Mezarlıkların da afet sonrası en fazla 72 saate kadar insanların barınma alanlarına tahliye edilmeden önce ilk panik anında bir araya gelecekleri “toplanma alanları” içinde yer aldığını çünkü kentin merkezinde neredeyse başka boş alan kalmadığını vurguladı.
Kahraman “Zincirlikuyu Mezarlığı, o bölgedeki en büyük tek kentsel boşluk. O bölgede 1999 yılında toplanma alanı ilan edilen kamuya ait bir arazide şu an AVM ve rezidanslar var. O bölgede çok da yoğun bir nüfus var. Zincirlikuyu Mezarlığını, Karacaahmet Mezarlığını kullanmak zorundayız. Dünyadaki örnekleri de böyle” diye konuştu.
Tekrar bina envanteri çıkarılacak
“Bizim bütün amacımız İstanbulluların yaşanması muhtemel depremde evlerinden iki ayaklarının üzerinde çıkmasını sağlamak” değerlendirmesinde bulunan Kahraman, şunları söyledi: “İstanbul için en son yapılan 48 bin binanın ağır hasar alacağına ilişkin hasar tespit çalışması tamamen istatistiki bir çalışma. Zemin, yapının inşa edildiği tarih, mühendislik hizmeti alıp almadığına ilişkin kriterlere bakarak masa başında ortaya çıkan bir sonuç.

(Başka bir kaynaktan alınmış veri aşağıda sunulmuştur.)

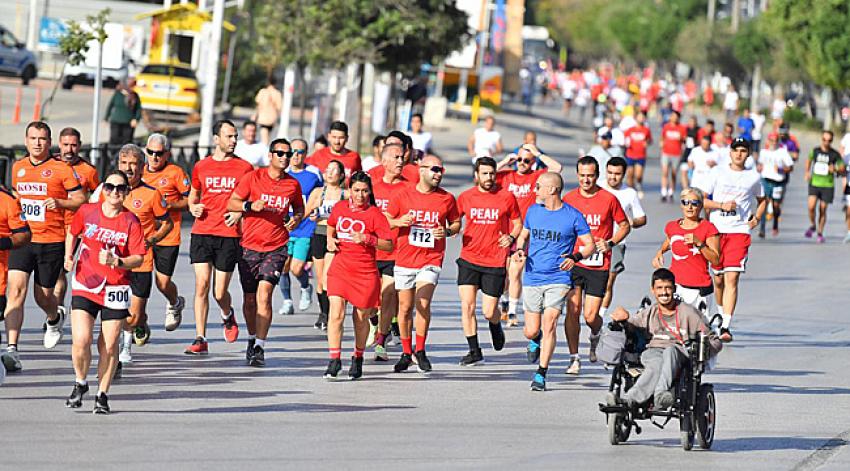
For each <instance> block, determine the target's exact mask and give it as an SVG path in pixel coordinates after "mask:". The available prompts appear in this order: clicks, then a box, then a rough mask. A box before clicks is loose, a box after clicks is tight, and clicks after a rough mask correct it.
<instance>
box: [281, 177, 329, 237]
mask: <svg viewBox="0 0 850 471" xmlns="http://www.w3.org/2000/svg"><path fill="white" fill-rule="evenodd" d="M286 173H288V174H290V175H291V176H292V177H294V178H295V179H296V180H298V184H299V185H301V195H302V196H303V197H304V206H307V199H308V198H310V193H311V192H312V191H313V190H314V189H316V188H320V187H321V186H322V184H323V182H322V177H321V174H320V173H318V171H315V172H314V171H312V170H311V169H310V168H305V169H304V170H302V171H300V172H293V171H292V170H289V171H287V172H286ZM315 230H316V221H311V220H310V218H308V217H307V215H306V214H305V215H304V220H303V221H301V224H299V225H298V227H296V228H295V229H293V230H292V232H290V233H289V236H290V237H312V236H313V231H315Z"/></svg>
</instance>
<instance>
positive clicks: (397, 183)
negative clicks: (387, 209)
mask: <svg viewBox="0 0 850 471" xmlns="http://www.w3.org/2000/svg"><path fill="white" fill-rule="evenodd" d="M376 168H378V167H376ZM406 186H410V182H409V181H407V180H406V179H405V178H404V177H403V176H401V177H400V178H399V179H398V180H396V181H395V182H394V183H386V182H384V179H383V178H380V179H374V178H373V179H372V193H373V194H374V196H375V206H377V207H378V209H379V210H380V211H381V212H382V213H384V212H386V211H387V209H388V208H389V206H390V200H392V198H393V194H395V192H397V191H399V190H400V189H401V188H404V187H406ZM397 237H398V228H396V229H392V240H393V241H395V240H396V238H397ZM396 250H397V247H395V243H393V250H392V251H391V252H384V251H383V250H378V251H377V254H376V255H375V258H376V259H377V260H378V261H382V262H386V261H392V260H395V252H396Z"/></svg>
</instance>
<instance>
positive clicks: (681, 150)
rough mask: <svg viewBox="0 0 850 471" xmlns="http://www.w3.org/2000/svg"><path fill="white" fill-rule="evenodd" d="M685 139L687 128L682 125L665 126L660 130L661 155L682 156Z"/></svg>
mask: <svg viewBox="0 0 850 471" xmlns="http://www.w3.org/2000/svg"><path fill="white" fill-rule="evenodd" d="M687 137H688V128H687V126H685V125H684V124H673V123H667V124H665V125H664V127H662V128H661V153H662V154H667V155H682V144H683V143H684V142H685V139H686V138H687Z"/></svg>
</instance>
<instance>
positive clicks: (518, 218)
mask: <svg viewBox="0 0 850 471" xmlns="http://www.w3.org/2000/svg"><path fill="white" fill-rule="evenodd" d="M457 207H458V211H459V212H460V215H461V216H466V227H464V229H463V248H462V249H461V250H460V258H462V259H464V260H466V261H467V262H469V263H472V264H474V265H478V266H481V267H504V266H505V260H506V259H507V258H508V252H509V250H510V247H508V248H504V249H503V248H501V247H499V238H500V237H501V236H502V234H510V233H511V229H512V225H511V221H513V220H514V219H519V217H520V215H519V214H520V213H519V205H518V204H517V201H516V198H514V195H512V194H511V193H509V192H507V191H505V190H502V189H499V190H497V191H491V192H483V191H481V190H479V189H478V187H477V186H476V187H473V188H470V189H468V190H466V191H464V192H463V193H461V194H460V196H459V197H458V199H457Z"/></svg>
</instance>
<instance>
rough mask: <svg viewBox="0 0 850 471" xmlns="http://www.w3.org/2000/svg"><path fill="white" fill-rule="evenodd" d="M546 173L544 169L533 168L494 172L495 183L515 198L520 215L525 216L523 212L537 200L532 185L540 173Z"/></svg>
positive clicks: (534, 192) (527, 208)
mask: <svg viewBox="0 0 850 471" xmlns="http://www.w3.org/2000/svg"><path fill="white" fill-rule="evenodd" d="M544 173H546V170H545V169H540V170H535V171H533V172H531V173H519V172H517V171H515V170H505V171H502V172H499V173H497V174H496V183H497V184H498V185H499V186H500V187H502V188H504V189H505V190H507V191H509V192H510V193H511V194H513V195H514V198H516V201H517V204H518V205H519V214H520V217H522V218H525V213H526V212H528V208H530V207H531V205H532V204H534V203H535V202H536V201H537V193H535V192H534V185H535V184H536V183H537V179H538V178H540V175H543V174H544Z"/></svg>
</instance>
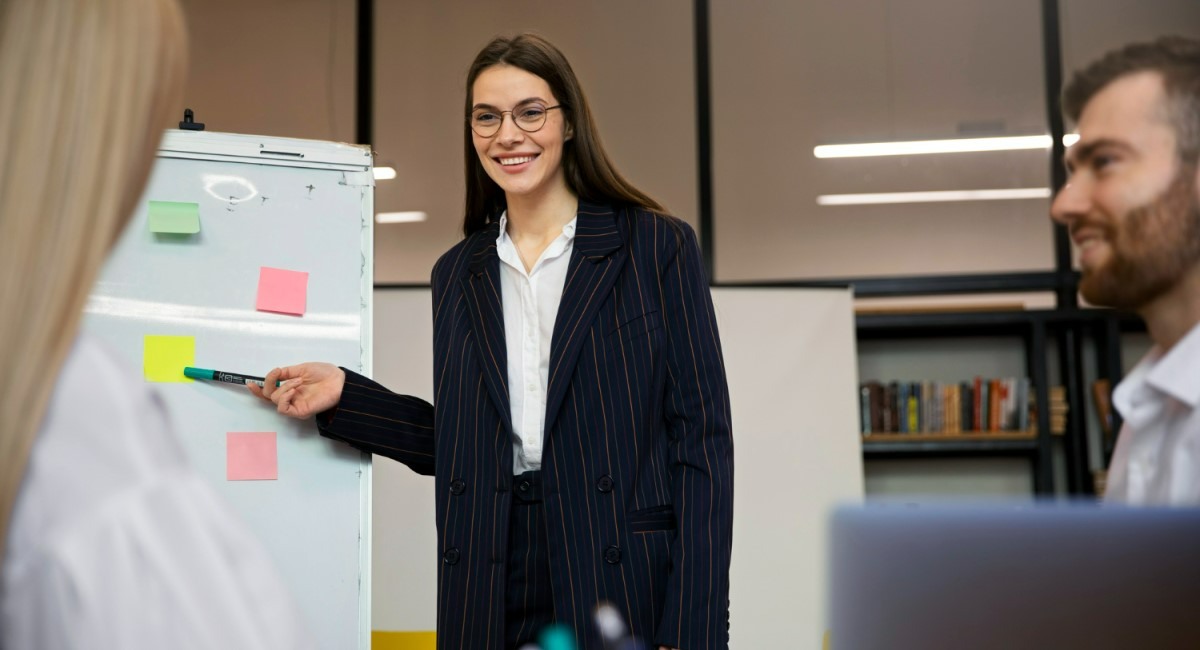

Biz, bire bir adresleyeceğiz. İstanbul’da 1 milyon 166 bin bina var. Yaklaşık 750 bin adedi 2000 yılından önce yapılmış. 2000 sonrası mühendislik hizmeti almış yeni yönetmeliğe uygun yapılan bir kenarda duracaklar. Bizim önceliğimiz 2000 yılından önce yapılan binalar. 5 yıl içinde binaların hasar durumunu tespit etmek istiyoruz. En kısa sürede İstanbul’daki binalara girerek kontrollere başlayacağız.”
"Kanal İstanbul'a ayrılan parayla 50 bin bina yıkılıp yeniden yapılabilir"
Kahraman, Kanal İstanbul için öngörülen 75-100 milyar liralık para ile İstanbul’da ağır hasar alması beklenen 48-50 bin binanın hepsinin yıkılıp yeniden yapılabileceğine de dikkat çekti. Kahraman “İstanbul’un deprem sorununu kökten çözecek bir rakam bu. Kamunun böyle bir kaynağı varsa insanların yaşamı için İstanbulluların yaşamı için depreme hazırlık çalışmalarına ayırmak zorunda. İstanbullulara ‘bu para İstanbul’u depreme hazırlamak için mi kanal yapmak için mi’ diye sorulsa oluşan tüm siyasi kutuplaşmaya rağmen ‘deprem için kullanılsın’ yanıtı alınacaktır” diye konuştu.